Not every time, I won't lie. But it's precious, meaningful so much to be grateful to this technique. Something happens and I am finally able to immerse into complete Me, into a dialog with my reflection on paper.  You know, artists always create themselves, whose ever portrait it is. These drawings are something opposite to soft pastel sketches from life models. The beauty of those contained is lack of time. Those are technical. Drawing those in NY at the Lesley Lohmann Studio,  we had twenty minutes, or even ten. When draftsman's mind is caged in those time frames it begins to crystalize the most important, trying to express abundance in some perfectly minimal way. Abundance of decisions. Just to mark them as crossroads, choosing one way, and never stepping on tenths of others. It's literally what artists learn in school. Of course it's only drawing, not in life. It never would be enough any time in life for me. And when the pose is over, whatever I was making I wouldn't want to work on that drawing after. It won't be fresh in those categories, fresh as reality, fresh as truth. Maybe just a couple of strokes, nothing more. It is some special feeling to document life. It's another way to stop the time. Otherwise it won't feel honest. Here is honesty of another level and I have all my hours, days. I am still marveled myself how I step into those measured lines, like into Narnia. Something similar to yoga. There are only you and your breathing. Here - only you and strokes.

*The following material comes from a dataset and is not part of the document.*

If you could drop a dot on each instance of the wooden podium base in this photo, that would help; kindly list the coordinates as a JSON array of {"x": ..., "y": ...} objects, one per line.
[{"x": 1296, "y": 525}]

Recently I realized that all my art is... not about what you see on the surface. It is about Time. And now I'm, evidently, going to blog about time. Sorry, if you're still here, reading this verbal salad. What I don't like about (my) blogging - everything written usually turns into banalities. No matter how profound it feels. Especially, I would say. Ugh! I don't remember who said that "Time is God". If so, then I suppose, the Theory of Color its Song of Songs.  Back to the oil pastel, men and flowers: The biggest task with that - to stop in time and begin the next work. To let it be unfinished enough to be fresh (like truth), breathing, alive. But often I'm too selfish. It is some sort of artistic pettiness - not letting a drawing to go, attaching to it longer that anything good can happen. Ouch! I can loose count of days over some drawings just for the sake of process.